I think there are two critical components associated with establishing credibility with product management if you are new to the product marketing team.


First, the product managers need to see that you are willing to learn all about their product.  Product managers are like proud parents - they want to talk about (and brag about) their new baby.  You have to demonstrate curiosity and some degree of technical aptitude.  Ask questions, be a good listener, and don't be afraid to get technical.

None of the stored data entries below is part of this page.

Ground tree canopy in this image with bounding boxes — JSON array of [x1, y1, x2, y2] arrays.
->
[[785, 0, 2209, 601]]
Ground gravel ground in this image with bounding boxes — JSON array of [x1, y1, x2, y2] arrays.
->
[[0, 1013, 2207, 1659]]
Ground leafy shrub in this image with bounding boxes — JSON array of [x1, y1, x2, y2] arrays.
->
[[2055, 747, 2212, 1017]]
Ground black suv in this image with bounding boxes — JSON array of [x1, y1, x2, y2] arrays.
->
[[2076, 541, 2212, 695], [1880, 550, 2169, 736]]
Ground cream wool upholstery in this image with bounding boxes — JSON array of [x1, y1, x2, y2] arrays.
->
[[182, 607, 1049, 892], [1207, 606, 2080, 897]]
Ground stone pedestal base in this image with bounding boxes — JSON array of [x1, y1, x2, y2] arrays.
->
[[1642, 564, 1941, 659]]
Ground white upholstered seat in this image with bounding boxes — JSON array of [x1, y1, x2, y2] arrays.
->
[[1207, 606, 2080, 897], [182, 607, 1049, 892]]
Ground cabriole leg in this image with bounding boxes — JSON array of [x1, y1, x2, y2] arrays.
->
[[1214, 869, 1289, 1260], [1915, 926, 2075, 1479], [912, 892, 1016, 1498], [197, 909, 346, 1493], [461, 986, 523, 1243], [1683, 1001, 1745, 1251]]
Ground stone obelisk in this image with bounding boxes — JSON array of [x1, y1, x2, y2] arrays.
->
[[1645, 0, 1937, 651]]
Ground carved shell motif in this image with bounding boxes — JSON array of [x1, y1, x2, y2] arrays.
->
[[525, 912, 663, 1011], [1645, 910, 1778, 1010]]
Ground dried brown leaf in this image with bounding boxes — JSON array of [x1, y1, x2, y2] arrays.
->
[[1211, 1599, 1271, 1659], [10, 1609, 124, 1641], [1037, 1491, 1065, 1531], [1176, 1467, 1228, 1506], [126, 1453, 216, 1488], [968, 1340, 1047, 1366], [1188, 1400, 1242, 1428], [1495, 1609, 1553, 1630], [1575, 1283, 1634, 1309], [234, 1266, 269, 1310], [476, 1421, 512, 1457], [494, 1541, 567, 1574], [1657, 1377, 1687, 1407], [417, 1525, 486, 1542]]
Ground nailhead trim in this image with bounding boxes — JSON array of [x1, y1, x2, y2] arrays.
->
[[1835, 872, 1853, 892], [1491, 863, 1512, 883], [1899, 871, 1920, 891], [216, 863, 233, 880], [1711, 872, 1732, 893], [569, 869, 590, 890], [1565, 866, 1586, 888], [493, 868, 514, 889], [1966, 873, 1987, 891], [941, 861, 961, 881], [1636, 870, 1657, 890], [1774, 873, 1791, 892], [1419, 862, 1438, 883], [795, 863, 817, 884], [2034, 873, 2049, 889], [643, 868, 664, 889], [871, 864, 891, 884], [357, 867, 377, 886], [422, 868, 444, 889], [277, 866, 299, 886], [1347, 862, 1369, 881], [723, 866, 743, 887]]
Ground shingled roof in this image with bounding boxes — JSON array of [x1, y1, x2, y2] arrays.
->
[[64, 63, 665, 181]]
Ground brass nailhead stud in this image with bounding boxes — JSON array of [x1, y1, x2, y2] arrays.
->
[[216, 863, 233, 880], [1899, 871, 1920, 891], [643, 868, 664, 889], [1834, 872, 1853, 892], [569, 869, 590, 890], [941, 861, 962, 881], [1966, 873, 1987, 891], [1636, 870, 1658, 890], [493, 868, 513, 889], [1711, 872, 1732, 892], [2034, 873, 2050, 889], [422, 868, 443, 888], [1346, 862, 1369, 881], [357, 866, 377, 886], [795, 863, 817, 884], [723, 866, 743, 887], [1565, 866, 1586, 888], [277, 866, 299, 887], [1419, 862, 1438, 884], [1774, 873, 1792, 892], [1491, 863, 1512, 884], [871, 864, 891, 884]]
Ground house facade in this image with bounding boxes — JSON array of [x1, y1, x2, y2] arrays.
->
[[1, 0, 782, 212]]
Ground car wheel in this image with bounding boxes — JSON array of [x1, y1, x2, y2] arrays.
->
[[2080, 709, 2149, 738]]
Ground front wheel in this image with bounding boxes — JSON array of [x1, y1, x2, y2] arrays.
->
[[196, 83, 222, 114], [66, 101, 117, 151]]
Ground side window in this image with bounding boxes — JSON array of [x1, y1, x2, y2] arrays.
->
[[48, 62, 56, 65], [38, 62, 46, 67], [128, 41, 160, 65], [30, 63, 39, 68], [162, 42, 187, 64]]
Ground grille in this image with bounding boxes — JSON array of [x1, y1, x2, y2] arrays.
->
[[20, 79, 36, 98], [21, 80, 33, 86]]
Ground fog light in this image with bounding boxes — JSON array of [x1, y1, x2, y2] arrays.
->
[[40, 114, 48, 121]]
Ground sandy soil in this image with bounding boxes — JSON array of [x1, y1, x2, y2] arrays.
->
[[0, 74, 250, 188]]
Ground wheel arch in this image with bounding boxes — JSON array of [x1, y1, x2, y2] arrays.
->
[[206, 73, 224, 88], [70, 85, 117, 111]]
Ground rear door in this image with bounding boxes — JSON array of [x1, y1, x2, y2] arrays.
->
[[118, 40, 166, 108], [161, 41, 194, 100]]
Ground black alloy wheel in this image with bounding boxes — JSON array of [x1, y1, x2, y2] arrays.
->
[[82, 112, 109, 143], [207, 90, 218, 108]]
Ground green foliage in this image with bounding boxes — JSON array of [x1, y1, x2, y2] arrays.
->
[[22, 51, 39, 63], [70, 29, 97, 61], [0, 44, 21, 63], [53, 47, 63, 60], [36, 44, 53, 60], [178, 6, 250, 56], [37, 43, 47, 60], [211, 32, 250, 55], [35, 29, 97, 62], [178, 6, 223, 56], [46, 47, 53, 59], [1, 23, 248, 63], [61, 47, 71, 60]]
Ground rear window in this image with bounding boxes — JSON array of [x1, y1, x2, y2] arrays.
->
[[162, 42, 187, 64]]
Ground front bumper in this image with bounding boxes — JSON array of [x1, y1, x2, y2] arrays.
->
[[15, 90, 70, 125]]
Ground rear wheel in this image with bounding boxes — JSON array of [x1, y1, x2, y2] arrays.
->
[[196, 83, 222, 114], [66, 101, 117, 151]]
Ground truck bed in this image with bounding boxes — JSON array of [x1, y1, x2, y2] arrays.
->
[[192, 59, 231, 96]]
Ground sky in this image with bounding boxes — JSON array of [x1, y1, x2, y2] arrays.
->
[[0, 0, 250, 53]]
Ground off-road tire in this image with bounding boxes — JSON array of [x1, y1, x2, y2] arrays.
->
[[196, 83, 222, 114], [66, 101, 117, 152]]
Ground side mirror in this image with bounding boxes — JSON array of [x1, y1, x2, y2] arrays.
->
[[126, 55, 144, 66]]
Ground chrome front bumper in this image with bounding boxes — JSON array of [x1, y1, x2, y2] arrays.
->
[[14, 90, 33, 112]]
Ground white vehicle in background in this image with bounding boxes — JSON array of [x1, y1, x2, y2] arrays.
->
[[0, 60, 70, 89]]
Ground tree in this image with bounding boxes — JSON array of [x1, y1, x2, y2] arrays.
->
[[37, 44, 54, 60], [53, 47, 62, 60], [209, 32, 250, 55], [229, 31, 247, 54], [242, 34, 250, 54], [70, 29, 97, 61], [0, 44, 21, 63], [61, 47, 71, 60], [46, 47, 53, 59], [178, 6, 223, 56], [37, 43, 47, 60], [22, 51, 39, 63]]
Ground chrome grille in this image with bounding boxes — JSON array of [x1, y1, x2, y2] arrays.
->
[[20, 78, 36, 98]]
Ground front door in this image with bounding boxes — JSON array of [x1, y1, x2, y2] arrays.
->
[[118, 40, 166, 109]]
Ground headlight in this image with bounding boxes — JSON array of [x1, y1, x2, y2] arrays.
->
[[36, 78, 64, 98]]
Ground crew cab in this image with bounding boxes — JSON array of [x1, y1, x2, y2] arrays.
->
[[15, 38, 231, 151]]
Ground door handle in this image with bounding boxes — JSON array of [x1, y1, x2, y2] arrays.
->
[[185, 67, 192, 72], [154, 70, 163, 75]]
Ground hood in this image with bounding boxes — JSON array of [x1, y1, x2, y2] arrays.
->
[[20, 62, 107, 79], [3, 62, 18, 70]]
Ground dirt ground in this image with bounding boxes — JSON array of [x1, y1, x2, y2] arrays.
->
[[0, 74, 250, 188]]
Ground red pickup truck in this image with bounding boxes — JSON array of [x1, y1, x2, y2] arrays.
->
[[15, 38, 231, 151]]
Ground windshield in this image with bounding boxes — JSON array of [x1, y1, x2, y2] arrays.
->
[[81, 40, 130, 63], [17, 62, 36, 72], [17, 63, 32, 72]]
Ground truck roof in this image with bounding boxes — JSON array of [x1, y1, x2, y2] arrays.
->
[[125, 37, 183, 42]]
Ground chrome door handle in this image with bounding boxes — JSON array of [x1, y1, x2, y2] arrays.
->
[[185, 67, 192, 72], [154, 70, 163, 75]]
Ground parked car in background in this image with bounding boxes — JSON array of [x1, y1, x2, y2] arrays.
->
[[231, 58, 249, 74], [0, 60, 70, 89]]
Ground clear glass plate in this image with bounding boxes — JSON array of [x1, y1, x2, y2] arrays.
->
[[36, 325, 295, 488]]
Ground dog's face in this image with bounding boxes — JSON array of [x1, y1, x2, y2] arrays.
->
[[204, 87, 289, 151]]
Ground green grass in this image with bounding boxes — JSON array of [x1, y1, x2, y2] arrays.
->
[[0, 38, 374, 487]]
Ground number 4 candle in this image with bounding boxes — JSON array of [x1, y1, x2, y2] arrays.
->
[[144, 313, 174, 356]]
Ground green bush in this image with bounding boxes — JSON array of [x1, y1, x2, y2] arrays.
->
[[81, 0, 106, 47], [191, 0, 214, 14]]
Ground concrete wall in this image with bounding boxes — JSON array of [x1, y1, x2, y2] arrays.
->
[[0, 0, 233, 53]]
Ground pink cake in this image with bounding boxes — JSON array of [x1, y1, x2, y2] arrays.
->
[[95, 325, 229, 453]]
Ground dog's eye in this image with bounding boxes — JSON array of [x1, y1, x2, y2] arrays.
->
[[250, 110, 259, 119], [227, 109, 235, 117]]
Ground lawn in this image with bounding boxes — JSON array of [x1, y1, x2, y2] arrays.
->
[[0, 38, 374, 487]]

Secondly, the product managers need to see that you know something about marketing.  After all, your job as a product marketing professional is to tell the world about the product manager's product.  It's ok to be modest, but don't hide your marketing successes.  Be willing to share creative suggestions or your go-to-market ideas with the product manager.  They want to know that you have ideas on how to make their products successful in the marketplace.  Most importantly, as you begin to get feedback from customers, be sure to share success stories with the product manager and the development team.

Marcus Andrews
Director of Product Marketing, PendoNovember 16

Outside of knowing their product, I think the biggest thing you can do is know the market and the user inside and out. If you know the big trends, best practices, and ideas in any given space you should bring a lot of value immediately to any product conversation. 

Roopal Shah
Head (VP) of Global Enablement, BenchlingJanuary 6

Roll up your sleeves and learn the ins & out of the product...sit down with them and actually learn it - maybe even demo it.  

Sherri Schwartz
Head of Marketing, Boomtown | Formerly First Orion, Zafin, nCinoJanuary 15

I think it 100% comes down to dedicating extra time to learn about the product quickly and then efficiently executing on the expectations/material that you need to create around it. Also, set up a clear communication channel with them (Slack, Chatter, etc.) where you can continually share industry insights and research that you've found. Extra communication always goes a long way.